Anunciado como "um plano de paz entre Israel e Palestina com proposta de dois Estados", o projeto que Donald Trump exibiu ao mundo nesta terça-feira (28) não passa de um rascunho superficial, incapaz de atender às complexidades das questões exigidas pelo Oriente Médio. O projeto, pelo pouco que foi apresentado, está longe de um mapa do caminho para uma paz duradoura entre israelenses e palestinos. Ao contrário, atiça ainda mais rivalidades históricas devido a suas lacunas e contradições.
Não se pode brincar com temas como o status de Jerusalém, a Cidade Sagrada para três religiões monoteístas — cristãos, judeus e muçulmanos — e um dos principais pontos de divergência entre palestinos e israelenses. E Trump brincou. Ao anunciar seu plano, disse que Jerusalém se manterá como "capital não dividida de Israel". Depois, olhou para o primeiro-ministro Benjamin Netanyahu e tascou:
— Mas eu já fiz isso para você, não é?
Ele referia-se à transferência da embaixada americana de Tel Aviv para Jerusalém, postura seguida apenas por Guatemala e Paraguai e criticada pela comunidade internacional.
Além da falta de noção geopolítica embutida na gafe, a contradição fica por conta do anúncio de que pretende inaugurar uma segunda embaixada na cidade, justamente em Jerusalém Leste, área reivindicada pelos palestinos como capital de seu futuro Estado. Afinal, qual o status para a cidade que Trump está propondo?
As imprecisões e os hiatos do plano foram preenchidos por frases de palanque – não a toa de dois líderes cujas carreiras políticas estão ameaçadas – Trump com o impeachment e Netanyahu respondendo na Justiça por corrupção. Uma dessas frases partiu do premiê israelense, que afirmou que os refugiados palestinos não terão direito de voltar a Israel.
A questão é outro dos pontos complexos do impasse entre os dois povos. Para os palestinos, o direito ao retorno de centenas de milhares de pessoas que fugiram ou foram expulsas durante a guerra de 1948, após a criação do Estado de Israel, é fundamental de sua causa. Israel afirma que, se permitir o retorno, o país se tornaria mais islâmico do que judeu – o que é verdade.

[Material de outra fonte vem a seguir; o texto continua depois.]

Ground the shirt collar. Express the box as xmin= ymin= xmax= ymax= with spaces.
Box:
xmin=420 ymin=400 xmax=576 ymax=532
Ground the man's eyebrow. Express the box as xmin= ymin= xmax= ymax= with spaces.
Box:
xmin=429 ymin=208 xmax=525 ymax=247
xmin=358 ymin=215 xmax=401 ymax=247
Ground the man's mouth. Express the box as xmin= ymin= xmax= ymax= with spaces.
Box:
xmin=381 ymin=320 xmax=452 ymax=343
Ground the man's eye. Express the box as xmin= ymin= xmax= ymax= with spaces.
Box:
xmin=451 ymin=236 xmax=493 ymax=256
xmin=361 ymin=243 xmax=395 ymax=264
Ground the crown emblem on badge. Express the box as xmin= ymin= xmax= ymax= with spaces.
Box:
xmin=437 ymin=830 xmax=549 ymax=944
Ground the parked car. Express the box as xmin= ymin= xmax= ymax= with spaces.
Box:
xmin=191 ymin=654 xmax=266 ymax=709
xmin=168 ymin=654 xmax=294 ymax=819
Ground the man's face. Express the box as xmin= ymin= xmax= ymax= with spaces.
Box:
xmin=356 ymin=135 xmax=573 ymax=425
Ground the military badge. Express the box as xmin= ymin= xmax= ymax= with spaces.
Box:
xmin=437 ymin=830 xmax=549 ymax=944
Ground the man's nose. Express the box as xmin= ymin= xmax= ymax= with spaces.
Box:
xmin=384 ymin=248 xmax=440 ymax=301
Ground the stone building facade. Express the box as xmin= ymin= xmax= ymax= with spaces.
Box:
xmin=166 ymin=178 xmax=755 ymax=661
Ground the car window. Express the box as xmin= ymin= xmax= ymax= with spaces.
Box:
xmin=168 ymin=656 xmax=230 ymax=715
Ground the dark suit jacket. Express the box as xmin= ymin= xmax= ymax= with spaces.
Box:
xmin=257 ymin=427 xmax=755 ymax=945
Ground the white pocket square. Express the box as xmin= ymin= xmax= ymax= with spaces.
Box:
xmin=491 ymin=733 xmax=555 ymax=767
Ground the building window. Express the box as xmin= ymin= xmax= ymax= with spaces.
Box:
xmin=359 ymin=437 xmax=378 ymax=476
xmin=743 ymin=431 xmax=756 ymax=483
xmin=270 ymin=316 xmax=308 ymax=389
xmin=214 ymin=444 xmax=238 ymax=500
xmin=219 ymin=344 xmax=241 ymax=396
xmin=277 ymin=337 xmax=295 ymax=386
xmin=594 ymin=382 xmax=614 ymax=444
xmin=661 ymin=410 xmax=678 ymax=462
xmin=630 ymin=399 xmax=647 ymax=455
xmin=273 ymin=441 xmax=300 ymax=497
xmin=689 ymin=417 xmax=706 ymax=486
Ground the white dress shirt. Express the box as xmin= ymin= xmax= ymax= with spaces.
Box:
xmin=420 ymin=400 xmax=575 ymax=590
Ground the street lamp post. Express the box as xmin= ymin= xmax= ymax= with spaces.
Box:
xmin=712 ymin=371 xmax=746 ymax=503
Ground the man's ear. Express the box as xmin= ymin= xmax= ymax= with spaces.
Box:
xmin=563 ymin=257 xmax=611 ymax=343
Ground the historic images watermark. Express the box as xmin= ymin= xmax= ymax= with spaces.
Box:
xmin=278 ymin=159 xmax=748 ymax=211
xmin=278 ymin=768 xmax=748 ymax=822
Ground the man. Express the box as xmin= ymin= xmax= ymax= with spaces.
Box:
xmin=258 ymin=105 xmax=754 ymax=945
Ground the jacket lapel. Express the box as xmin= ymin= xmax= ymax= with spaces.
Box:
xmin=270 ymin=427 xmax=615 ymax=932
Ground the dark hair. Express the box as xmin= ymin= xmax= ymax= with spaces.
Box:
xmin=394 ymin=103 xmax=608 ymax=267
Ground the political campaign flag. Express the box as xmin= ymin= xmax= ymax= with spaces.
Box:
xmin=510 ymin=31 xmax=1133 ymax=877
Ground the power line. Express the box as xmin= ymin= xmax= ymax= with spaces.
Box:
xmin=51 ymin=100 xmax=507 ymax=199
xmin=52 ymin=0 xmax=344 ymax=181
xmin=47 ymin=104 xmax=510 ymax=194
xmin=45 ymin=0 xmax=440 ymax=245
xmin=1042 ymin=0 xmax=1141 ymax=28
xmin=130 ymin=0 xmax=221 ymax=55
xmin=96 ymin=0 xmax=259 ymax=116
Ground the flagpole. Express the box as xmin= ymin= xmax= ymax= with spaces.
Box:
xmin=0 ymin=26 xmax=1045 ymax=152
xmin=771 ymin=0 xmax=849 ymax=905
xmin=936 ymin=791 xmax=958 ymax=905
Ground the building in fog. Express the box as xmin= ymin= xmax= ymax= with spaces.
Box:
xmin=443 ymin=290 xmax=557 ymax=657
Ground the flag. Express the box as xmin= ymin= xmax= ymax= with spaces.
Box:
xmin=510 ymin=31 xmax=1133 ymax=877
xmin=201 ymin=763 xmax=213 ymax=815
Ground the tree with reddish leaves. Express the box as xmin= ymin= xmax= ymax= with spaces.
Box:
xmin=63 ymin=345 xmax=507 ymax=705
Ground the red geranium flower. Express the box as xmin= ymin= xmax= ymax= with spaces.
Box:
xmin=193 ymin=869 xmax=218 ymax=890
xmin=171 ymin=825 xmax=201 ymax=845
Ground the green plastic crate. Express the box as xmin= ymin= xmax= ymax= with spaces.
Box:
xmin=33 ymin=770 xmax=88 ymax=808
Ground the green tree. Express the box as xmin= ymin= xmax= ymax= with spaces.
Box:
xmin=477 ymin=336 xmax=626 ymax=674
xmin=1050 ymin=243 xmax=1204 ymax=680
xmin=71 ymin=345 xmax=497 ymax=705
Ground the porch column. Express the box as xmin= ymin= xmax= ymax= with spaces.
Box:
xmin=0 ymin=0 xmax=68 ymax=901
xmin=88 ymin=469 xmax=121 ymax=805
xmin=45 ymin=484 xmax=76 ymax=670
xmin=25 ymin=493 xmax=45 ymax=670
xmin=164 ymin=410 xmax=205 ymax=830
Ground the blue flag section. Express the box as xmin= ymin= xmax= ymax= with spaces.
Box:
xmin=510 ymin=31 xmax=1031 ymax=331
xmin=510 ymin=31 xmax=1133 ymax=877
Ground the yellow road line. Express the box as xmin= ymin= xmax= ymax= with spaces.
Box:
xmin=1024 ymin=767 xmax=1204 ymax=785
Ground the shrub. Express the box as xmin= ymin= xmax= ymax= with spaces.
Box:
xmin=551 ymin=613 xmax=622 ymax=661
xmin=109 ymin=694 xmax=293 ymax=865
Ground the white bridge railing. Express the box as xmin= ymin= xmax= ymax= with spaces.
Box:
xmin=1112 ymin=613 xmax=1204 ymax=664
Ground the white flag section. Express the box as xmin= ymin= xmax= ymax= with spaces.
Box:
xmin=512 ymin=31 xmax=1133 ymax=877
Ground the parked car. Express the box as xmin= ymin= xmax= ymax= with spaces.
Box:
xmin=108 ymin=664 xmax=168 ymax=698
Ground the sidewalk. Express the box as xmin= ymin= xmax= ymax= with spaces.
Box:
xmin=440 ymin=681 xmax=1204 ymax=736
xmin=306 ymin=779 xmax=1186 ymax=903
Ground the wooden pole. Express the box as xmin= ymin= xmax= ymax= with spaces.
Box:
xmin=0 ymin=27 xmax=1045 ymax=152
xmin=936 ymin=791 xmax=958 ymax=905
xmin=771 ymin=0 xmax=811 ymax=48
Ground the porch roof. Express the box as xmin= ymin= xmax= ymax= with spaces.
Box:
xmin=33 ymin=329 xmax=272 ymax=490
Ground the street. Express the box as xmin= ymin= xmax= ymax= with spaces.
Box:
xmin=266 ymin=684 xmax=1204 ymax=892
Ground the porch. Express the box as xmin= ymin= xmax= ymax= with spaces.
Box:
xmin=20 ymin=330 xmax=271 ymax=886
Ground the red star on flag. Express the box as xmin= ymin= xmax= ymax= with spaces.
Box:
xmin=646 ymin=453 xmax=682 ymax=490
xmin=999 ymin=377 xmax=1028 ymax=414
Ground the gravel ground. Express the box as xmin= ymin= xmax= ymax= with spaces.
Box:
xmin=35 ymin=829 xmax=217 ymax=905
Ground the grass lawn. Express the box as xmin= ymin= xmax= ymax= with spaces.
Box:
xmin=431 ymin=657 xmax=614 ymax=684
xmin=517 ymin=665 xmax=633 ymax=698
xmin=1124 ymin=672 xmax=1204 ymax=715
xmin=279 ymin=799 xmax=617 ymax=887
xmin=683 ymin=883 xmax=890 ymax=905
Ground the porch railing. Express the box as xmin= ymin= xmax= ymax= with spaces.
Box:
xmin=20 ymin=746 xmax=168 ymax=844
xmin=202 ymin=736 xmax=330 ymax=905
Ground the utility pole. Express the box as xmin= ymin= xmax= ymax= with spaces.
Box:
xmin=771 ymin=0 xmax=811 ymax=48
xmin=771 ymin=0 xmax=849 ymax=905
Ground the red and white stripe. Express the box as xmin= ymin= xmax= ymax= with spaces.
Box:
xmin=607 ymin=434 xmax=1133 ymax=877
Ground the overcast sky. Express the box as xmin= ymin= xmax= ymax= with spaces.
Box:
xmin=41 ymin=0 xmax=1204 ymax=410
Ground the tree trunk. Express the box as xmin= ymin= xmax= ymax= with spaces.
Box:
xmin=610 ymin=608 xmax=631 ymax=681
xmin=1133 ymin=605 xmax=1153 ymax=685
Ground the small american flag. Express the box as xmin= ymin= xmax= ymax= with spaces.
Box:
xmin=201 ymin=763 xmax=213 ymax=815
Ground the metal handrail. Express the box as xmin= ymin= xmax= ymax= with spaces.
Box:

O plano que Trump chama de "acordo do século" é puramente unilateral porque não contou com nenhum representante dos palestinos – porque não quiseram, o que também é verdade. A Autoridade Nacional Palestina (ANP) rompeu com os EUA desde o episódio da transferência da embaixada.
Não se pode considerar essa terça-feira um dia histórico. O anúncio de Trump não está a altura de iniciativas como a do democrata Bill Clinton, que mediou em 2000 as negociações de Camp David, entre Ehud Barak e Yasser Arafat, ou do republicano George W. Bush, o primeiro presidente americano a falar na criação de um Estado Palestino.
Eleitoreira – EUA e Israel realizam pleitos este ano –, a proposta pode incendiar o Oriente Médio ao dinamitar bases mais profundas da tentativa de coexistência entre os dois povos: os acordos de Oslo, que renderam o Nobel da Paz a Yitzak Rabin, a Shimon Peres e a Yasser Arafat e que, até agora, senão garantiram a desejada paz ao menos evitaram uma guerra total.